Remarqué pour son travail sur les formes éphémères, dérisoires et fragiles telles que l’eau, la poussière, ou les brins d’herbe, Benoît Pype cherche à mettre en lumière des phénomènes infimes, plaçant ces oubliés du quotidien, littéralement, sur un piédestal.
À l’image du collectionneur, sa démarche est au long cours, comme hors des rythmes frénétiques engendrés par nos modes de vie actuels, et tente de capter les « manifestations quasi-imperceptibles des changements de la matière ».

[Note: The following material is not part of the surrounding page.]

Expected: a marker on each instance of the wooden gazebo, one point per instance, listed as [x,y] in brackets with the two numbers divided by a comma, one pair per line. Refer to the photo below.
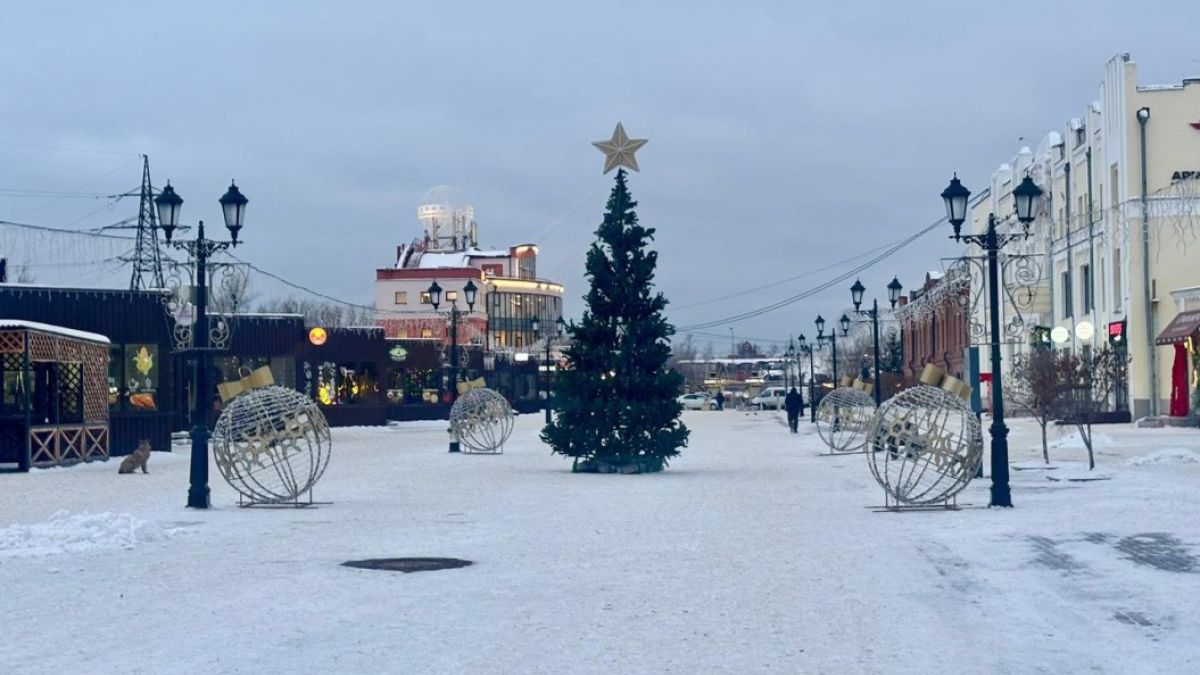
[54,399]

Smartprint, œuvre présentée lors du dernier Prix Sciences Po pour l’Art Contemporain (dont Lechassis est partenaraire), est la trace du passage d’un smartphone sur un support pour la culture de micro-organismes, tel qu’on en trouve dans les laboratoires, à ceci près que la boîte de pétri est remplacée par un format A4. Le processus est ensuite fixé par une fine couche de résine. Ce travail s’inscrit à la fois dans une continuité et une parfaite cohérence avec la démarche de l’artiste, tout en y incluant une dimension nouvelle : Benoît Pype diversifie les procédés et élargit ses domaines de prédilection. En effet, s’il s’est dernièrement intéressé à des matériaux plus traditionnels de la sculpture tels le verre ou le métal comme dans ses Chutes libres fixant la forme de la précipitation d’une goûte de métal en fusion dans un volume d’eau, il inscrit ici une matière organique fragile et évolutive dans une forme pérenne, durable. Smartprint joue avec les ambiguïtés. Le titre fait référence aussi bien à l’empreinte (unique et individuelle) qu’à l’impression papier (reproductible à l’infini sur son format A4) — print — d’une intelligence — smart — naturelle, biologique, contrastant avec l’intelligence artificielle à laquelle le smartphone renvoie.
Le réseau de bactéries et champignons qui s’est formé entre en résonance avec celui que les hommes tissent au travers des nouvelles technologies de communication.
Le système d’organisation de ces micro-organismes fait écho à d’autres systèmes, dont l’échelle nous échappe, tout comme leur omniprésence dans ce qui constitue notre quotidien.
Benoît Pype s’attache à révéler dans cette œuvre quelque chose dont le caractère anodin, en marge, laisse percevoir des thématiques plus vastes. Il exprime quelque chose de l’ordre de l’invisible, un réseau de communication digital et froid, tout en rendant visible l’imperceptible vie bigarrée qui accompagne ces objets, que l’on pense généralement stériles. En nous les présentant par petites touches, comme un échantillon délicat prélevé au réel, il nous invite à contempler ces phénomènes.